On Lynda.com I hear audio, but don’t see video

Skip Taylor reported on drupal.org:

I wanted to see the video quality so I tried one of the free demo tutorials. There’s audio and a green background. I have the latest QuickTime installed and using Firefox 3 with the QuickTime plug-in. Should there be more to this than a green background?

Indeed there should. 🙂 Lynda.com gave him the following steps, which solved the problem:

I had to change a setting in Quicktime 7.5:

  1. Open the QuickTime Application
  2. Go to: Edit > Preferences > QuickTime Preferences
  3. Click on the Advanced tab
  4. In the Video section (midway down in the window), select the option for Safemode (GDI only) instead of DirectX
  5. Restart the browser.

Please comment here if that doesn’t work for you.

WAMP icon has disappeared from Windows’ system tray

L.H. writes: “In Windows Vista, the WAMP icon disappears from the system tray after x time (not sure about the duration protocols). To make the WAMP icon re-appear (so that you can access localhost, phpmyadmin, php.ini, etc.), you have to activate the “start WAMP server” icon (from start menu, desktop or wherever); then the system tray icon reappears. Pain in the chicken, but that’s Vista.”

Can’t import a Drupal site in Windows

This problem often occurs because one of the default settings of WAMP is too low. You’ll see the issue if you go to the MySQL-controlling phpMyAdmin screen (probably at http://localhost/phpMyAdmin) and click “Import”: The maximum file size allowed is 2,048K. That’s only 2MB, and the databases for most Drupal sites are much larger than that. (The example site for Drupal Essential Training gets as big as 5MB.)

To change this limit:

  1. Click the WAMP icon in your system tray.
  2. Select “PHP”. In the side menu, select “php.ini” to open a file containing PHP’s configuration options.
  3. Search for the line, “upload_max_filesize = 2M”.
  4. Change it to “upload_max_filesize = 64M” (or whatever you like).
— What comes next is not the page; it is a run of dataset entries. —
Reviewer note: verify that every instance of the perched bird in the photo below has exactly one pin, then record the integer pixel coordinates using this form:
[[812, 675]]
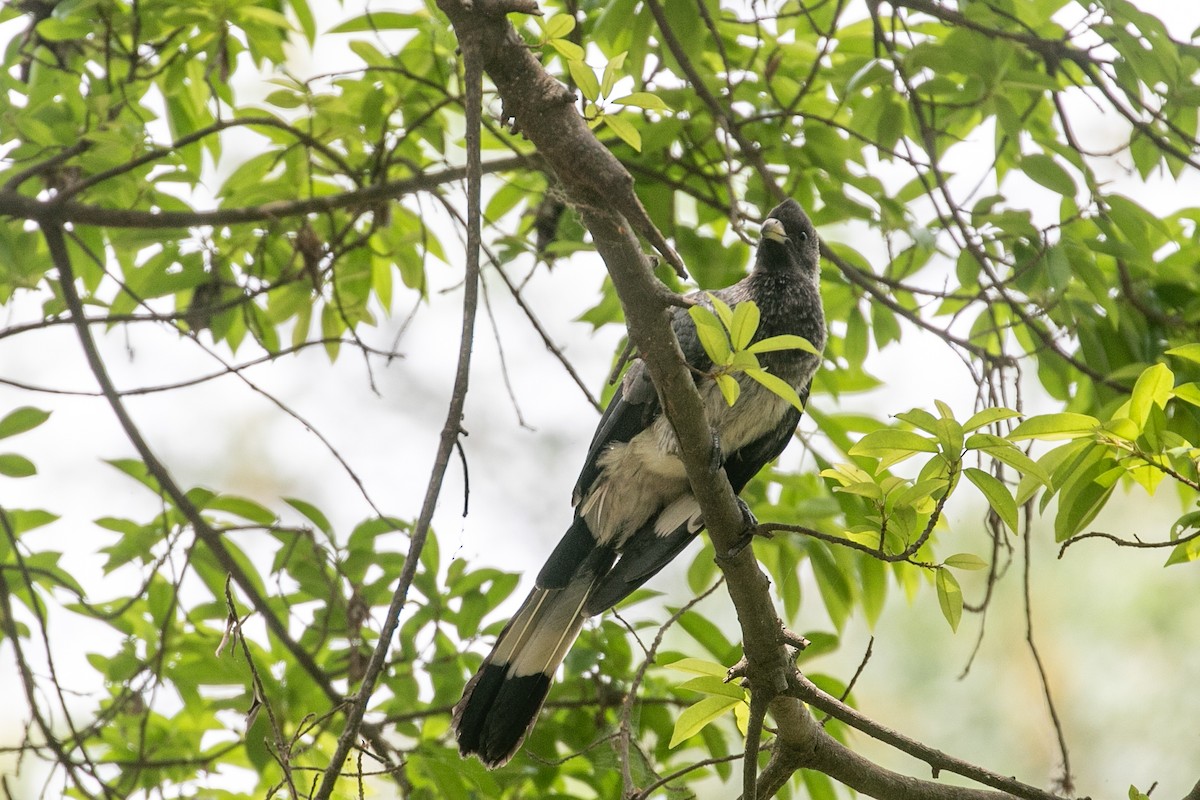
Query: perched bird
[[634, 509]]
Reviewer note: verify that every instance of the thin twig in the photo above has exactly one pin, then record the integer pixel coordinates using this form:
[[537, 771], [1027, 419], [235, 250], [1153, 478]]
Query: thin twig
[[450, 431]]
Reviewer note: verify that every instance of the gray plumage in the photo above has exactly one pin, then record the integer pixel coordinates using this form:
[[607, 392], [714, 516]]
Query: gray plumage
[[634, 510]]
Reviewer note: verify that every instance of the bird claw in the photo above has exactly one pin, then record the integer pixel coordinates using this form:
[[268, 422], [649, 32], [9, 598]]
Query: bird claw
[[749, 530], [717, 459], [793, 639]]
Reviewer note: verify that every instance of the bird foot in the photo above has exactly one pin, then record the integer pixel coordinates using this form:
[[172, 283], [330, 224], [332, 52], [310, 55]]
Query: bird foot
[[793, 639], [738, 671], [749, 530], [717, 459]]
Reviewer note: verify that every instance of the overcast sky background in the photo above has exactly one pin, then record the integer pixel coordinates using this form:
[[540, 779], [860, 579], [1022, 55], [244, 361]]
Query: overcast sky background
[[1117, 632]]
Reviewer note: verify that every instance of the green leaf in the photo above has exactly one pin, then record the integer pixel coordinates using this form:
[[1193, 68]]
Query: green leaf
[[891, 440], [1187, 392], [612, 72], [712, 335], [559, 25], [1048, 172], [1153, 388], [241, 507], [642, 100], [697, 667], [624, 130], [1065, 425], [949, 597], [312, 513], [1189, 352], [714, 685], [586, 79], [13, 465], [745, 324], [721, 310], [25, 417], [697, 716], [997, 494], [966, 561], [988, 416], [382, 20], [730, 388], [778, 386], [783, 342], [1009, 453], [568, 49]]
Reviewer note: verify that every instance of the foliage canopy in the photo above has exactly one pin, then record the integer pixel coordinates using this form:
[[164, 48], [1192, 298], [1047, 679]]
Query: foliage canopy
[[148, 179]]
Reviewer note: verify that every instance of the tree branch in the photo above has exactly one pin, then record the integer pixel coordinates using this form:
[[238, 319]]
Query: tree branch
[[204, 531], [53, 212], [450, 431]]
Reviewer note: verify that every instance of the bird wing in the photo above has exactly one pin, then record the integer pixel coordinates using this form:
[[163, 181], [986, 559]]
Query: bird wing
[[670, 531], [635, 407]]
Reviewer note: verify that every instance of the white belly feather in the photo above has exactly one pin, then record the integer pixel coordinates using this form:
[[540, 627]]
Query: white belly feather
[[645, 475]]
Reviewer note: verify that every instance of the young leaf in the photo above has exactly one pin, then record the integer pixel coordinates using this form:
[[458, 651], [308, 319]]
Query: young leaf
[[586, 79], [712, 335], [568, 49], [745, 324], [783, 342], [730, 388], [997, 494], [695, 717], [642, 100], [21, 420], [988, 416], [949, 597], [612, 72], [966, 561], [882, 443], [13, 465], [778, 386], [624, 131], [1153, 388], [699, 667], [723, 310], [559, 25], [1065, 425]]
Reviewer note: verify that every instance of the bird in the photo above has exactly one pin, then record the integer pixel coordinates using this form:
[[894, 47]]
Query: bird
[[634, 509]]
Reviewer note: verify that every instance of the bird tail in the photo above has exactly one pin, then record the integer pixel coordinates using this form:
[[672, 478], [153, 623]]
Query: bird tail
[[502, 701]]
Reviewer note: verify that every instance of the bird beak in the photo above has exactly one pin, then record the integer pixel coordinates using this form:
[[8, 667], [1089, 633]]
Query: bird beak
[[773, 229]]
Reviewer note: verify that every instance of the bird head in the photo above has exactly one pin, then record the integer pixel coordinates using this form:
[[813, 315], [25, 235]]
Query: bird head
[[789, 241]]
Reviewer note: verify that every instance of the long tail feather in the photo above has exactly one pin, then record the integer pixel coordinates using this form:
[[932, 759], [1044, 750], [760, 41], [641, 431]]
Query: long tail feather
[[501, 703]]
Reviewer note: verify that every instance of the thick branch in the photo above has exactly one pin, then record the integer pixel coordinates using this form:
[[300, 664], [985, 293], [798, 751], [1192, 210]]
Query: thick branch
[[544, 110]]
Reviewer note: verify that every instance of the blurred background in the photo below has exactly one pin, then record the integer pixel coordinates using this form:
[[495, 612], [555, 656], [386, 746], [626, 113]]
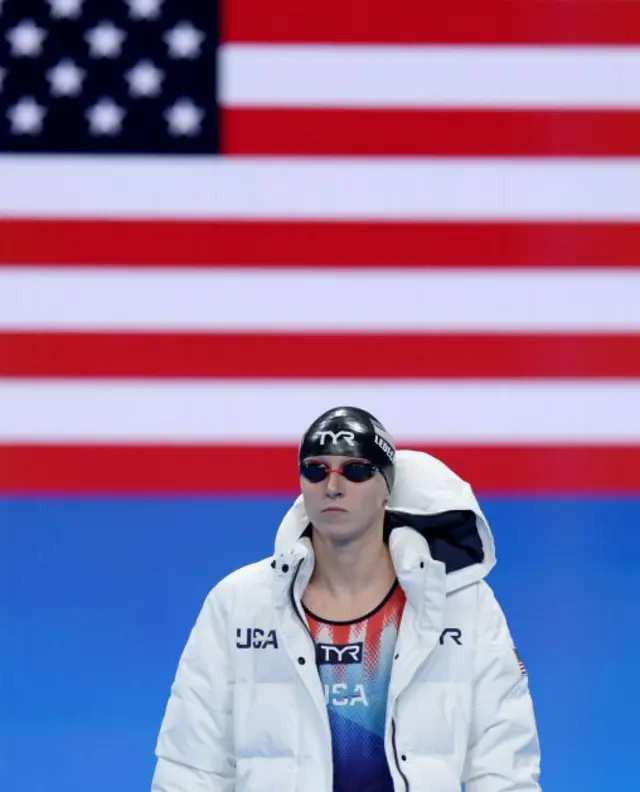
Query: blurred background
[[219, 220]]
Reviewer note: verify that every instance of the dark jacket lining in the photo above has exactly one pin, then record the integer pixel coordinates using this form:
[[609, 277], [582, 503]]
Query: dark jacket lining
[[452, 536]]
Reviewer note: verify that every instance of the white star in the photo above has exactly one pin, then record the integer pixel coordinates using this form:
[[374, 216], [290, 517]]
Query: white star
[[144, 79], [61, 9], [26, 116], [184, 41], [26, 39], [66, 78], [105, 40], [105, 117], [184, 118], [144, 9]]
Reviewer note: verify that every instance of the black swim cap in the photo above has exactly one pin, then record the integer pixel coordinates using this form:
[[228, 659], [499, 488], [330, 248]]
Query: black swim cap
[[350, 431]]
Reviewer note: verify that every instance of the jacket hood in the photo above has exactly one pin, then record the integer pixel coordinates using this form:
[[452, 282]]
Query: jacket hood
[[431, 499]]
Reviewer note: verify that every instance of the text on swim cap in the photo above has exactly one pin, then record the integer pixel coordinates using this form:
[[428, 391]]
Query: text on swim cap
[[335, 436], [385, 447]]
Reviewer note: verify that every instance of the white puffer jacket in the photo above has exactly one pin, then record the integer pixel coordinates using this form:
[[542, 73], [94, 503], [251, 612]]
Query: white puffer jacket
[[247, 711]]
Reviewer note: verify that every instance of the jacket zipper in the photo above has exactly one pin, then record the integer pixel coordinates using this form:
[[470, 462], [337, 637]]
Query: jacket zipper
[[395, 755]]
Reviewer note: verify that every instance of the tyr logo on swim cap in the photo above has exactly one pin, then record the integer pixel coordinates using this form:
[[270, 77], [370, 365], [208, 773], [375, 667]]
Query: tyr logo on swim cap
[[350, 431]]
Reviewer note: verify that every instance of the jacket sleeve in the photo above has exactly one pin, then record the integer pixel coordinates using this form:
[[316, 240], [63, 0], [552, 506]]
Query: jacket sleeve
[[194, 748], [504, 751]]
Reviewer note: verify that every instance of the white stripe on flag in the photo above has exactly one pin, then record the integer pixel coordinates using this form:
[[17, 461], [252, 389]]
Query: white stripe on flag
[[343, 188], [320, 300], [371, 76], [255, 412]]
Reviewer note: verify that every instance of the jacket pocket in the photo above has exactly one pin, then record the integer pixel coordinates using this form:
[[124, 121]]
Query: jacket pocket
[[433, 719]]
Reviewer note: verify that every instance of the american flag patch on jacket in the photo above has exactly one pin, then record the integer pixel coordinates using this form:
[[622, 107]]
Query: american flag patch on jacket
[[521, 665]]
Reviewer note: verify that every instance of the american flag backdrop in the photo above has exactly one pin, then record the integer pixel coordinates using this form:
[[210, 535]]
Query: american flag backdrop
[[218, 221]]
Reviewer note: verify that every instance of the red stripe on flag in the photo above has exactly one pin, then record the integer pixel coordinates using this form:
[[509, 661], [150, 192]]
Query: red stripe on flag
[[417, 21], [487, 132], [293, 355], [272, 470], [317, 244]]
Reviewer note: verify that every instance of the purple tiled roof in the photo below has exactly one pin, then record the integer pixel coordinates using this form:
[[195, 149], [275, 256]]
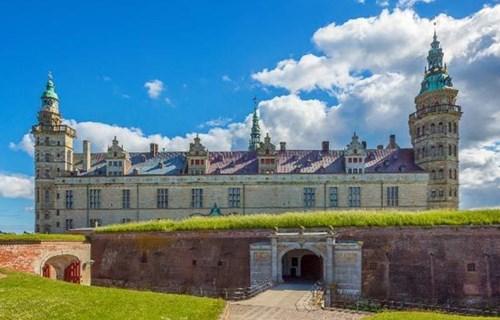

You can get by with as little as 32M, but I recommend at least 64M, particularly for Drupal 7.
  5. Save the file and restart WAMP. (Better yet, restart your computer entirely to be sure. I’m frankly not sure whether it makes a difference.)
  6. Now go back to that “Import” screen in phpMyAdmin: You should notice that the limit has changed.

Thanks to L.H. for pointing this out!